We investigated risk factors and common causes of tubo-ovarian abscess (TOA) in non-sexually active females in order to aid in earlier diagnosis, treatment, and improved outcomes.
This is a retrospective observational case series of all non-sexually active females younger than age 25 years who were diagnosed with TOA. Review of the existing literature was also performed.
Academic tertiary care children’s hospital PARTICIPANTS: Ten patients meeting study inclusion criteria were identified for the study and 33 other patients identified in the literature.
Average age at time of diagnosis was 14 years. Average body mass index was 24 kg/m. Most presented with abdominal pain, often associated with fevers, nausea, vomiting, and diarrhea. Seven of ten patients were treated surgically with pelvic washout (four primarily and three after failing empiric antibiotic therapy). Most frequently, anaerobic gut flora were isolated on culture. All patients received broad-spectrum intravenous antibiotics, and were then discharged on a course of doxycycline and metronidazole or clindamycin. Three patients required additional admissions and multiple rounds of antibiotics due to persistent symptoms. The average length of stay was 3 days for patients treated with antibiotics only and 6 days patients requiring surgical intervention. Six patients had complete resolution of symptoms and improvement on ultrasound within 2-4 weeks. The remainder were lost to follow up.

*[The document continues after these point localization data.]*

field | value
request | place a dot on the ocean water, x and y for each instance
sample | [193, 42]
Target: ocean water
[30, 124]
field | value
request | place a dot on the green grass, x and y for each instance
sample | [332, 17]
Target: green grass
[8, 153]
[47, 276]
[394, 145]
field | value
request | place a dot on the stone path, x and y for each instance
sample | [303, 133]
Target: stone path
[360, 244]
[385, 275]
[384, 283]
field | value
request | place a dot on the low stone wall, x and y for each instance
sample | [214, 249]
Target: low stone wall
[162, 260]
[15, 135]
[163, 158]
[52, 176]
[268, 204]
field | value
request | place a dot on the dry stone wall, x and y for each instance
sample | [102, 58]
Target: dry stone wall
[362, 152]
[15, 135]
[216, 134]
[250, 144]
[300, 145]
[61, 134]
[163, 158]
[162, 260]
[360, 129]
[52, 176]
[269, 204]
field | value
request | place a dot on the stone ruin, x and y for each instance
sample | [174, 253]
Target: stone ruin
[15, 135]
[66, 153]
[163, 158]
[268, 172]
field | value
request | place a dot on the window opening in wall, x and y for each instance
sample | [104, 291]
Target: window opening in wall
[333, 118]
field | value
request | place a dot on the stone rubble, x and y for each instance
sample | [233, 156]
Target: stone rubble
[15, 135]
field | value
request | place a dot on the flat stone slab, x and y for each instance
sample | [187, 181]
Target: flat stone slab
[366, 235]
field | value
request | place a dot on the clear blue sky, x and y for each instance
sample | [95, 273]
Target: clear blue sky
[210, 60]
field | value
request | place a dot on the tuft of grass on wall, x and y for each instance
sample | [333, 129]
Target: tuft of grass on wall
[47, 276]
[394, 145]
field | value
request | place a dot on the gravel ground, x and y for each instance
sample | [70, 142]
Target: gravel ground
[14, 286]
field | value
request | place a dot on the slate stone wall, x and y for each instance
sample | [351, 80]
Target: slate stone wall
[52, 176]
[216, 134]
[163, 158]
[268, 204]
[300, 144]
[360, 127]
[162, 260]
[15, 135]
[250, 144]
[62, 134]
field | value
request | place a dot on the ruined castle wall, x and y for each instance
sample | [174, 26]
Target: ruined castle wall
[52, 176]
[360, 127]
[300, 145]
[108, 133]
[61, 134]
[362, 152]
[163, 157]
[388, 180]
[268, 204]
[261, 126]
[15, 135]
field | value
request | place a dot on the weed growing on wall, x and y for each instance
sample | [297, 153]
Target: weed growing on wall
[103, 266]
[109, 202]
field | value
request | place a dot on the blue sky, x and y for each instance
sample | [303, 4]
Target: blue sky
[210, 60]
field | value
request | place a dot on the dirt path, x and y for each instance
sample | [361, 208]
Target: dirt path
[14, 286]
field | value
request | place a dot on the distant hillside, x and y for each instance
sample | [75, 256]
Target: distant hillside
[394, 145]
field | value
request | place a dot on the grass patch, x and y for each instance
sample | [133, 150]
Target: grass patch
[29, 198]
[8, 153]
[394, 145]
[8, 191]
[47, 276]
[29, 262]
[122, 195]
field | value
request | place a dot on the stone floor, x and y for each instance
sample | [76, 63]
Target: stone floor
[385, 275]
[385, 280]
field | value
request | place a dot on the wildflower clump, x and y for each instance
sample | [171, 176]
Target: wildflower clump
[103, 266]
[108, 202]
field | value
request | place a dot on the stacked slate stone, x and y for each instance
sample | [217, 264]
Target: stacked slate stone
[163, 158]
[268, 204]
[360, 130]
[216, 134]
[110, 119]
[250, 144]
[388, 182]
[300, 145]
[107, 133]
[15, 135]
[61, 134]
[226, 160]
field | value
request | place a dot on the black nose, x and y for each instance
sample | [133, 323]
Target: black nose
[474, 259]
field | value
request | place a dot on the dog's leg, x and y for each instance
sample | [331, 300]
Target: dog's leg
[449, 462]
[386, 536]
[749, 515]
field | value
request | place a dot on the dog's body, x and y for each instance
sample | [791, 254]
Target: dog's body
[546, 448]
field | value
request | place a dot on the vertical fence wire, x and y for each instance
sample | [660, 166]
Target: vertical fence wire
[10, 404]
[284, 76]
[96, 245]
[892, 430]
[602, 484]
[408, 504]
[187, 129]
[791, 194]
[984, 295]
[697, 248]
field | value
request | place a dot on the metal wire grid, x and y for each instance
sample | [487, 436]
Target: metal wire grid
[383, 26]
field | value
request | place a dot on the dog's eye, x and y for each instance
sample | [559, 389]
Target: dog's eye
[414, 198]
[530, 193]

These cases, in conjunction with previous case reports, emphasize the importance of considering TOA in patients with concerning imaging or exam findings, despite lack of sexual activity. Given the large proportion of cases attributable to anaerobic gut flora, treatment with antibiotics with adequate anaerobic coverage is recommended. Surgical drainage is not always necessary, but is often needed for diagnostic purposes or in patients not clinically improving with conservative measures.